Looks frighteningly competent to me. This type of aggregate reasoning is one of the reasons I still think that language model cognitive architectures will achieve human-level and then RSI AGI, soonish.
This is just with current levels of intelligence and speed from the LLM. And without a more sophisticated semantic episodic memory.
We have this forecast on Metaculus that is exactly about such an AI, it would be interesting to try to resolve it : https://www.metaculus.com/questions/7024/ai-to-beat-humans-on-metaculus/
I was quite pessimistic (for humans) so this would confirm it but I’ll wait a bit for more infos and tests before thinking it’s over.

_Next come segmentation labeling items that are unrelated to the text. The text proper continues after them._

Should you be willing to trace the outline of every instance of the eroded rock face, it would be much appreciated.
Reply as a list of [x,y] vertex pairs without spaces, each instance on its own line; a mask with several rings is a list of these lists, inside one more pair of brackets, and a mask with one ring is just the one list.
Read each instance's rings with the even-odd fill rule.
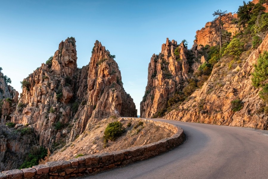
[[[252,2],[254,4],[256,4],[257,3],[258,3],[258,2],[260,1],[259,0],[253,0]],[[262,5],[265,8],[266,10],[264,11],[266,13],[268,13],[268,3],[266,3],[263,4]]]
[[[175,49],[176,53],[174,52]],[[151,118],[166,108],[169,98],[187,84],[189,65],[182,43],[167,38],[159,55],[154,54],[148,67],[148,82],[141,104],[141,116]]]
[[[268,51],[268,35],[250,54],[241,68],[233,70],[220,82],[220,87],[213,87],[214,82],[218,81],[220,78],[220,74],[217,73],[222,67],[220,66],[214,68],[208,81],[188,98],[188,101],[168,113],[165,118],[184,121],[267,129],[268,116],[259,110],[264,105],[258,94],[261,89],[256,89],[252,86],[251,75],[257,58],[265,51]],[[243,102],[244,107],[235,112],[230,109],[231,101],[238,98]]]
[[0,125],[0,172],[18,168],[32,146],[37,144],[35,137],[22,135],[15,129]]
[[[121,73],[113,55],[98,41],[92,52],[88,67],[82,69],[81,75],[85,83],[85,73],[88,74],[87,95],[84,97],[86,104],[80,107],[75,116],[78,121],[74,124],[71,140],[103,118],[137,116],[135,104],[123,87]],[[84,91],[82,88],[79,93]]]
[[40,146],[53,149],[66,143],[110,115],[136,116],[117,64],[100,43],[95,45],[89,64],[79,69],[75,40],[68,38],[60,44],[51,65],[42,64],[24,80],[12,121],[30,124]]
[[[68,125],[73,114],[70,101],[75,94],[77,71],[75,40],[62,41],[52,66],[44,64],[27,78],[12,121],[29,124],[40,136],[40,146],[51,148],[55,141],[57,123]],[[58,123],[60,124],[60,123]]]
[[[231,13],[229,13],[226,14],[223,18],[226,19],[232,19],[237,18],[237,15],[236,14],[233,15]],[[205,46],[206,45],[210,46],[216,45],[216,42],[218,41],[217,39],[217,37],[214,35],[213,31],[211,27],[211,22],[207,22],[204,27],[196,31],[196,38],[194,41],[194,44],[192,49],[193,51],[200,50],[202,46]],[[239,30],[235,24],[231,24],[229,23],[224,23],[223,27],[224,30],[231,33],[232,36],[235,35]]]
[[18,98],[18,92],[7,84],[4,78],[0,72],[0,124],[12,116]]

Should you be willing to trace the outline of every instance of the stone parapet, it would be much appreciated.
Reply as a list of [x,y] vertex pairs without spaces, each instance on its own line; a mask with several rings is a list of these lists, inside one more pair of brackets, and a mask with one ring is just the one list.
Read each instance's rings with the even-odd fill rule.
[[32,168],[5,171],[0,179],[60,179],[76,177],[99,172],[112,168],[149,158],[165,152],[181,144],[185,135],[182,129],[166,122],[135,118],[123,119],[140,120],[154,123],[174,134],[171,137],[141,146],[98,155],[89,155],[68,161],[48,162]]

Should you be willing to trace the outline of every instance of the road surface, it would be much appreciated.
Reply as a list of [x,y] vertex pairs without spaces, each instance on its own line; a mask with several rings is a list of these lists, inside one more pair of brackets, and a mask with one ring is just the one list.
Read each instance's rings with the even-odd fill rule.
[[268,131],[163,120],[187,139],[170,151],[81,178],[268,179]]

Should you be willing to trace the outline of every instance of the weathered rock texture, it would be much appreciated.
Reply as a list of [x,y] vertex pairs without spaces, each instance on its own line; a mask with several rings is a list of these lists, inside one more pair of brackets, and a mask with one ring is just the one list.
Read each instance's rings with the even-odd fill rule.
[[[257,3],[258,3],[259,2],[259,0],[253,0],[252,2],[254,4],[256,4]],[[263,4],[262,5],[266,9],[266,10],[264,11],[266,13],[268,13],[268,3],[266,3]]]
[[[179,55],[174,54],[177,48]],[[153,55],[148,67],[148,81],[141,104],[141,116],[152,117],[166,108],[169,98],[187,83],[189,65],[183,43],[179,45],[167,38],[159,55]]]
[[[223,18],[224,20],[227,23],[224,23],[224,29],[231,33],[231,36],[233,36],[238,32],[239,29],[236,24],[231,24],[231,19],[237,18],[236,14],[232,14],[231,13],[226,14]],[[196,38],[194,41],[194,44],[192,50],[200,50],[202,47],[206,45],[214,46],[216,44],[216,42],[219,41],[218,37],[215,36],[213,29],[211,27],[211,22],[206,24],[205,27],[196,31]]]
[[92,124],[110,115],[137,116],[135,104],[123,87],[121,73],[113,55],[97,41],[92,52],[88,67],[87,102],[75,116],[77,121],[74,123],[71,140],[90,129]]
[[78,69],[75,42],[72,37],[62,41],[52,64],[42,64],[24,80],[12,118],[34,129],[39,144],[51,149],[64,145],[103,118],[137,115],[110,52],[96,41],[89,64]]
[[183,130],[178,126],[163,122],[144,120],[153,123],[174,134],[171,137],[140,147],[99,155],[86,155],[68,161],[49,162],[45,164],[20,170],[3,172],[0,173],[0,178],[57,179],[68,178],[71,177],[76,178],[145,160],[166,152],[180,145],[184,141],[185,135]]
[[[260,55],[268,51],[268,35],[249,55],[241,68],[237,68],[222,79],[218,72],[224,67],[214,68],[207,81],[196,91],[188,101],[165,116],[167,119],[233,126],[268,129],[268,116],[259,111],[264,105],[258,93],[261,90],[252,85],[251,74]],[[221,81],[219,79],[222,79]],[[217,82],[220,83],[216,86]],[[244,103],[240,111],[230,109],[231,101],[239,99]]]
[[0,171],[18,168],[31,147],[37,144],[34,134],[22,135],[16,130],[23,128],[0,125]]
[[[4,74],[0,72],[0,123],[12,115],[18,98],[18,92],[6,83]],[[7,99],[9,99],[9,101]]]
[[57,122],[68,125],[73,115],[73,102],[69,102],[75,94],[75,43],[73,38],[62,41],[53,57],[52,67],[42,64],[23,80],[27,83],[12,121],[34,128],[40,146],[52,147],[60,132],[54,126]]

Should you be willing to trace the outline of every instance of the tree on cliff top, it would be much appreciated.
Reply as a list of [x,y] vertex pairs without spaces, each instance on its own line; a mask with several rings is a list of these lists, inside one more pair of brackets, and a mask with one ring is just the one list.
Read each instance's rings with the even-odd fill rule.
[[227,11],[224,11],[217,10],[212,14],[215,18],[211,22],[211,33],[212,38],[220,45],[220,49],[222,47],[224,42],[227,42],[230,38],[230,33],[227,31],[228,29],[233,27],[234,24],[232,16],[229,16]]

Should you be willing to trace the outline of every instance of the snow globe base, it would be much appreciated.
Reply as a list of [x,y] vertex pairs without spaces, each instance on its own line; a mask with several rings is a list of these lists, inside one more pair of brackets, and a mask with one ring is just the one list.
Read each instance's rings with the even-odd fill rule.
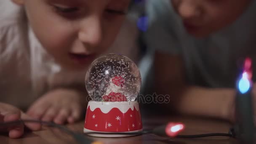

I tried: “will two team from California make the nba finals in 2025?” It predicted 15% and gave me the below output. A human would give 0.1% or less. Yes it’s a trick but surely forecasters have to use similar logical reasoning in other cases....
The Western Conference’s high level of competition is a significant barrier for both the Lakers and Warriors to reach the finals. Teams like the Phoenix Suns, Denver Nuggets, and Oklahoma City Thunder are formidable opponents. Additionally, the injury concerns for key players on both California teams add another layer of uncertainty.
However, the strong leadership and talent on both teams, along with their historical playoff success, provide a counterbalance. The Lakers and Warriors have shown they can perform well under pressure, and their investments in talent could pay off. Coaching strategies and in-season adjustments will also play a crucial role in navigating the competitive landscape.
Adjusting for news’ negativity and sensationalism biases, the sources may overemphasize the challenges and understate the potential for success. The historical precedent of two teams from the same state reaching the finals is low, but not impossible.
Given these factors, the probability of two California teams reaching the 2025 NBA Finals is not negligible but remains relatively low due to the high competition and injury risks.